If the tracks aren't skidding/slipping then the friction between the track and the ground is static friction and it acts forwards.

In short..
If the tyres/tracks are rolling without skidding/sliding then it's static friction.
If the tyres are skidding/sliding it's kinetic friction.
Rolling resistance is something else. Typically that depends on how hard/soft the tyres are because on soft tyres the rubber has to flex more as the wheel rotates. That flexing of the tyre takes energy which heats up the tyre and is the main cause of rolling resistance.

What about the sideways friction coefficient of rolling vehicles ? Do the same values of resistance apply in both the direction of movement as well as sideways force? Do the sideways resistance of a moving vehicle and the rolling resistance in the direction of moving have the same value or is the sideways resistance, closer to kinetic/sliding resistance?

There is no reason to assume these are the same. Consider an ice skate. The coefficient of friction is very dependant on direction.

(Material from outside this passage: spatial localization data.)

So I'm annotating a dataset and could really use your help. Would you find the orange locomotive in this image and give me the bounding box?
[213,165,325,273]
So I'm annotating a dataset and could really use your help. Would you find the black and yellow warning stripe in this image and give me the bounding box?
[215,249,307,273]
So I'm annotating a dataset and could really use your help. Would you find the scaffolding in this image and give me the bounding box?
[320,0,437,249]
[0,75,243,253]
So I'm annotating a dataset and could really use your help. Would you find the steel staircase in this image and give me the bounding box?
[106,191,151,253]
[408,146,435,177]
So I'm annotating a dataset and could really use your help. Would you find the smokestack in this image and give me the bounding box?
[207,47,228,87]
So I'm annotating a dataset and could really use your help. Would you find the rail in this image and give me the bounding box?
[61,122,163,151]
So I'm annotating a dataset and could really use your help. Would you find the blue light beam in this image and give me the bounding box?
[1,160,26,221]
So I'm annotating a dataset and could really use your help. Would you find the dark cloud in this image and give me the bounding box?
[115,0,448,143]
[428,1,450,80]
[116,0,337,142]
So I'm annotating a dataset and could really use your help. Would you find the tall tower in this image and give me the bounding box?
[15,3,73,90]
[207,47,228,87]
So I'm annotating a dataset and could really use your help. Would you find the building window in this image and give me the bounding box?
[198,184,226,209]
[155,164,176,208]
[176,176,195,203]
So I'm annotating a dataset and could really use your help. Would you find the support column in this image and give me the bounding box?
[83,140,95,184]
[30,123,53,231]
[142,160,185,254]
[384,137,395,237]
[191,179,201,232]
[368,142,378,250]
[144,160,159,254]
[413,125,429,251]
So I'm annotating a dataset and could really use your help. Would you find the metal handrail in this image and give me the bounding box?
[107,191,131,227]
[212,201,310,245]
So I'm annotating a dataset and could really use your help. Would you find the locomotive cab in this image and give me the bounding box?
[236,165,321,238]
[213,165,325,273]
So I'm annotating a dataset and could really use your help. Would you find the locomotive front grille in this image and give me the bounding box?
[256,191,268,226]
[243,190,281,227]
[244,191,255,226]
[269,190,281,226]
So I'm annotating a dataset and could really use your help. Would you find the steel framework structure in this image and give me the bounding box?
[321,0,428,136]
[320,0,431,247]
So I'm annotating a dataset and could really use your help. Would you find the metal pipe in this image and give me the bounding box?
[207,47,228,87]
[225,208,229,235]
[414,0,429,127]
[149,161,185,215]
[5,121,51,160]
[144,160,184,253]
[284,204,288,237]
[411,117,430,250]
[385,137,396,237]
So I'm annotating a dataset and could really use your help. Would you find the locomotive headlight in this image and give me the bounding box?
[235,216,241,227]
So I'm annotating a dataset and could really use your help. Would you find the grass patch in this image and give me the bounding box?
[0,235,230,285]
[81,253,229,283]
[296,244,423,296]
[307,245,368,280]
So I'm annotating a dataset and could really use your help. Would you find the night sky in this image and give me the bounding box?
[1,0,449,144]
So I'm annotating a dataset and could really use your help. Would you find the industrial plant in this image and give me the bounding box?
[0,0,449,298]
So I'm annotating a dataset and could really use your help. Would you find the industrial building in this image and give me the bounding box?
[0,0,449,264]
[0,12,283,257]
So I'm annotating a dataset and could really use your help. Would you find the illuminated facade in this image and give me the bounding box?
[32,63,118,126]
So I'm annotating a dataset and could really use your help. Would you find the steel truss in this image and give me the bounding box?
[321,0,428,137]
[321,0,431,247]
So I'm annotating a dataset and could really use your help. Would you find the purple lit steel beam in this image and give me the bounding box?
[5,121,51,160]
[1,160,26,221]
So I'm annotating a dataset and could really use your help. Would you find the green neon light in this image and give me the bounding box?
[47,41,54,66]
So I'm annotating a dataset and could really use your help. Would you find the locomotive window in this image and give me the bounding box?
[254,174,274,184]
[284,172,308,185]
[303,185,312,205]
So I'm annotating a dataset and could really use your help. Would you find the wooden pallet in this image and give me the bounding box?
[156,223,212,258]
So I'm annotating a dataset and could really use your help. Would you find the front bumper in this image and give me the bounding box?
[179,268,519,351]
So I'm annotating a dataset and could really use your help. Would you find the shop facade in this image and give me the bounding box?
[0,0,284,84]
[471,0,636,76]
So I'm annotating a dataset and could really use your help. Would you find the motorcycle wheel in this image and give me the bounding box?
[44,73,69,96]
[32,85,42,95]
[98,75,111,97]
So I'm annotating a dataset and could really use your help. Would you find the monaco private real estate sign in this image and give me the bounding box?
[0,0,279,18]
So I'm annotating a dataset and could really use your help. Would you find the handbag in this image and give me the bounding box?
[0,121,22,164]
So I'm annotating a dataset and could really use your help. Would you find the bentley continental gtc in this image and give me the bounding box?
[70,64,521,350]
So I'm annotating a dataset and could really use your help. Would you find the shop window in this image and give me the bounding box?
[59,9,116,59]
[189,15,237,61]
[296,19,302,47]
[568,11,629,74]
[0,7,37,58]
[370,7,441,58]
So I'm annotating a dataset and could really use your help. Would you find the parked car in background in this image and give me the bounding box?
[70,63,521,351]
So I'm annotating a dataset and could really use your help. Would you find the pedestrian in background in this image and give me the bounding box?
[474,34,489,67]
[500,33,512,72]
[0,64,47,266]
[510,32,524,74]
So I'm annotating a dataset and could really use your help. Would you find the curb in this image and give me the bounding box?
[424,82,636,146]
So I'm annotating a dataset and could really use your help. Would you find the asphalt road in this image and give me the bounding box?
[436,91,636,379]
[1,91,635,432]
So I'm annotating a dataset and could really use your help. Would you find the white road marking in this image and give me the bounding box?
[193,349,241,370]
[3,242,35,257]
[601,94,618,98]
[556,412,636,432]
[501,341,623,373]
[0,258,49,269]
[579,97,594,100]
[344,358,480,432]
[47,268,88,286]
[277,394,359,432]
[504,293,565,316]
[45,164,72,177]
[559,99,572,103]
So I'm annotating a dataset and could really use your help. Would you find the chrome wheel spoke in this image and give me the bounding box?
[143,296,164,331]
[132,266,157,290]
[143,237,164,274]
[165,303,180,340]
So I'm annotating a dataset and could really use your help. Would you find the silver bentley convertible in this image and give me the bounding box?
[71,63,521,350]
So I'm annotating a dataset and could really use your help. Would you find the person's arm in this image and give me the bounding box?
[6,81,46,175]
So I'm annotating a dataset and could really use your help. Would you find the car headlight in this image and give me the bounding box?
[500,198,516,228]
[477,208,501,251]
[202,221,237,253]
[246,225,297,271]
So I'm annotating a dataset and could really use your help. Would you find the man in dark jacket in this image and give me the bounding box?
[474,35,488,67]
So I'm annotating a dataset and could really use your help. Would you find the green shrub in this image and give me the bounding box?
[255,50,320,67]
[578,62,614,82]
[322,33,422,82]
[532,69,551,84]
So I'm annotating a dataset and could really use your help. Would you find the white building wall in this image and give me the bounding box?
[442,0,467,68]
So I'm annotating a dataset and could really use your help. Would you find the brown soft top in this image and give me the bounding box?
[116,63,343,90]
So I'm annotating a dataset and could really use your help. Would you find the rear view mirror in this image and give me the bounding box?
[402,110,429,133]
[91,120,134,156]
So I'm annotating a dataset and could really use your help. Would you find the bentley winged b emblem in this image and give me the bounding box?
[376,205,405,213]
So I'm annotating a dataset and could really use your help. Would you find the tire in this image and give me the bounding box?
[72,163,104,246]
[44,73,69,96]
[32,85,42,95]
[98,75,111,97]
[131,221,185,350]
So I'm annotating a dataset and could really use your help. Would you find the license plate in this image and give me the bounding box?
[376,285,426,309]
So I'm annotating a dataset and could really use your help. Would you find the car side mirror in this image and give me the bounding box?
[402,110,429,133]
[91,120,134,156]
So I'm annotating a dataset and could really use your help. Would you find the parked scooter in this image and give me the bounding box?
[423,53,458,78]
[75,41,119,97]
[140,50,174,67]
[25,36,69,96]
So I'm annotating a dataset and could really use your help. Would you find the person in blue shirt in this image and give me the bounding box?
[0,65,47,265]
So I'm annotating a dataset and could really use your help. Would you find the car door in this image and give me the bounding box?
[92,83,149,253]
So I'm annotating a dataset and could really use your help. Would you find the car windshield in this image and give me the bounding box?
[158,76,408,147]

How big is the difference between the friction coefficient of wheeled vehicle in direction of movement and the sideways coefficient of that vehicle?

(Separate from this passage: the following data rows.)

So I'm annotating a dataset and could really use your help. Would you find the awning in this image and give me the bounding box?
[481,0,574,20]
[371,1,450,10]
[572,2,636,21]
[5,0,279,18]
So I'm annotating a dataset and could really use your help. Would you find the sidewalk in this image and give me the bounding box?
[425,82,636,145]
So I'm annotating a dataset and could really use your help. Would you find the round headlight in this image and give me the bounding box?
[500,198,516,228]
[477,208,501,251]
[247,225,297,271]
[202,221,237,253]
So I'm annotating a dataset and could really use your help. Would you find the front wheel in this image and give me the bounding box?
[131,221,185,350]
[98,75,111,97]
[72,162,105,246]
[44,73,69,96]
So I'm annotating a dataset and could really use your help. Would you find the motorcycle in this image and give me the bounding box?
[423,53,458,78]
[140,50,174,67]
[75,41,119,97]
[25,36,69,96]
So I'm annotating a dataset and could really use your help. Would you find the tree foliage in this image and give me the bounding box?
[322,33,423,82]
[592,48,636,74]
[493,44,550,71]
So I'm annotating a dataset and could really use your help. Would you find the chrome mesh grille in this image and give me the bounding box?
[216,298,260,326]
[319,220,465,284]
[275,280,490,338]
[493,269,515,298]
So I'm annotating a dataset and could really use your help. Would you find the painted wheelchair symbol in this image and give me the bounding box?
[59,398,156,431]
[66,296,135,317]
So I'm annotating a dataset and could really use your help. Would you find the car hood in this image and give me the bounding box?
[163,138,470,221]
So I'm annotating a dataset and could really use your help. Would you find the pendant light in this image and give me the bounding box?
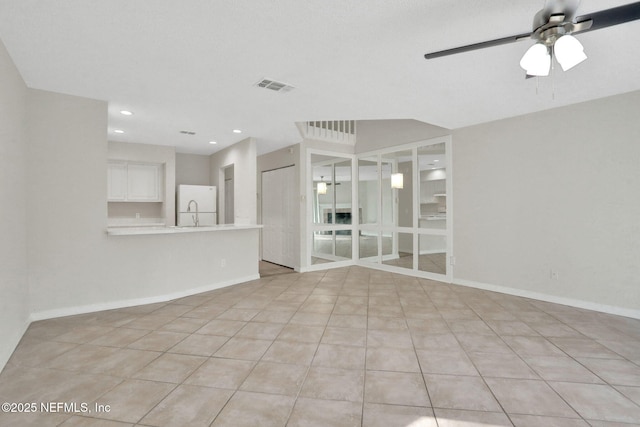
[317,177,327,195]
[391,173,404,189]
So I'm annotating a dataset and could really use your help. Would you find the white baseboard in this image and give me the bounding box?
[29,275,260,322]
[303,260,355,273]
[419,249,446,255]
[452,277,640,320]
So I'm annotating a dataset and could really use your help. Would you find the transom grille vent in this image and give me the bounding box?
[255,78,295,93]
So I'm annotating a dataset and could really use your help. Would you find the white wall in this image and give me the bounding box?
[108,141,176,226]
[453,90,640,316]
[210,138,257,225]
[0,39,30,370]
[176,153,211,187]
[355,119,450,153]
[26,89,110,314]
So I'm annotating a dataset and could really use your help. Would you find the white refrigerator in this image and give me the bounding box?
[177,185,217,226]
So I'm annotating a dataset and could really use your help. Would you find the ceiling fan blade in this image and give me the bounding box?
[424,32,531,59]
[573,1,640,33]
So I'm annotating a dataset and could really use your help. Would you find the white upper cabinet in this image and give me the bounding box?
[126,163,161,201]
[108,161,163,202]
[107,162,127,201]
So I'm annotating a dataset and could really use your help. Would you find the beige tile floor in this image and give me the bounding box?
[1,265,640,426]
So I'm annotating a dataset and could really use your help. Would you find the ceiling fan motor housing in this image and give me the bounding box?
[532,12,592,46]
[536,20,572,45]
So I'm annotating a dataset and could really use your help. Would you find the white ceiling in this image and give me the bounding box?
[1,0,639,155]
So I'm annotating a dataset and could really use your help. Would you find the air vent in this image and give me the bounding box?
[180,130,196,135]
[255,78,295,93]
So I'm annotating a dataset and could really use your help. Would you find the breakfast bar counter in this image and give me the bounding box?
[106,224,262,236]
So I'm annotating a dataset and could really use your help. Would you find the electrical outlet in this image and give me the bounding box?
[135,213,140,219]
[450,256,456,266]
[221,258,226,268]
[550,270,559,280]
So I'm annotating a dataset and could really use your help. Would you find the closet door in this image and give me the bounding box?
[262,166,296,268]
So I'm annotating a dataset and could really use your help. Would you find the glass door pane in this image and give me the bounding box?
[335,230,352,259]
[313,163,333,225]
[381,231,393,259]
[418,143,446,229]
[359,230,378,262]
[312,230,352,265]
[398,154,414,229]
[381,160,393,226]
[358,157,378,224]
[334,160,352,226]
[313,230,334,264]
[418,233,447,275]
[383,232,414,271]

You can't always consider them in isolation. For example if you approach a bend too fast and close to the limit of adhesion you may find you are forced to choose between braking and steering. You can always do both.

What is the difference in value of this sideways friction coefficient between tank tracks and car wheels?

I imagine it's higher for the tracked vehicle but I have no numbers to support that.

Here is the same question articulated differently:
Say we have 2 vehicles: A 4 rubber wheel car and a tank with 2 rubber track treads. Both weight is 1000kg, both motor and gear are held in 'neutral', both of these vehicles are moving on the same asphalt road.
From a table i have here, i see that a typical rolling resistance of rubber on asphalt is 0.05.
This means that in order to make the car move forward, i need to push it forward at a force equal to about 50kg. What about the tank? What would be the force needed to apply forward on the 1000kg tank, in order to make it move?

In general tracked vehicles have higher rolling resistance than correctly inflated tyres. So a greater force will be required.

Now sideways: if that 1000kg car is moving at 0.1 m/s on an asphalt road, what is the force needed to move it sideways? Now at 10 m/s would the sideways friction coefficient be the same? is it calculated according to kinetic/sliding coefficient or according to other type of coefficient? Is there influence on kinetic/sliding coefficient, when pushing a car moving forward sideways, as a result of the fact that it is moving forward at the same time? If there is such an influence on kinetic/sliding coefficient value, what is the scale of it? How does it change when dealing with tank treads, instead of car wheels?

It's quite difficult to model friction. In some problems friction is independent of the contact area. That's because the greater the contact area the lower the pressure per unit area.

I'm sure whole books have been written on the subject of wheels vs tracks. Not really my field.

 

[roineust]

Thanks CW,
In an attempt to try and simplify things, I'm searching the web for generalized scale of order values, for side-wind side ways sliding effect on the average car on the move. But can't find such generalized numbers yet.

 

[roineust]

Here are 2 articles that might have an answer, but since I'm not a scientist, i can't interpret what is written there:

https://deepblue.lib.umich.edu/bitstream/handle/2027.42/65022/MacAdam 1990 VSD Aerodynamic Crosswind paper.pdf?sequence=1

http://www.academia.edu/8328031/Cro...idge_Tower_Using_Computational_Fluid_Dynamics

i see in these articles tables, numbers that appear to be in the scale of 0.0X - which is the same scale of order that also appears in rolling friction coefficient tables - but I'm not sure if they are referring to crosswind wheels coefficient resistance or maybe to some other parameter.

Does anyone understand from these articles, if generally this is what's said there - that the scale of order for sideways coefficient resistance of moving vehicles, is in the same scale of order as rolling friction coefficient?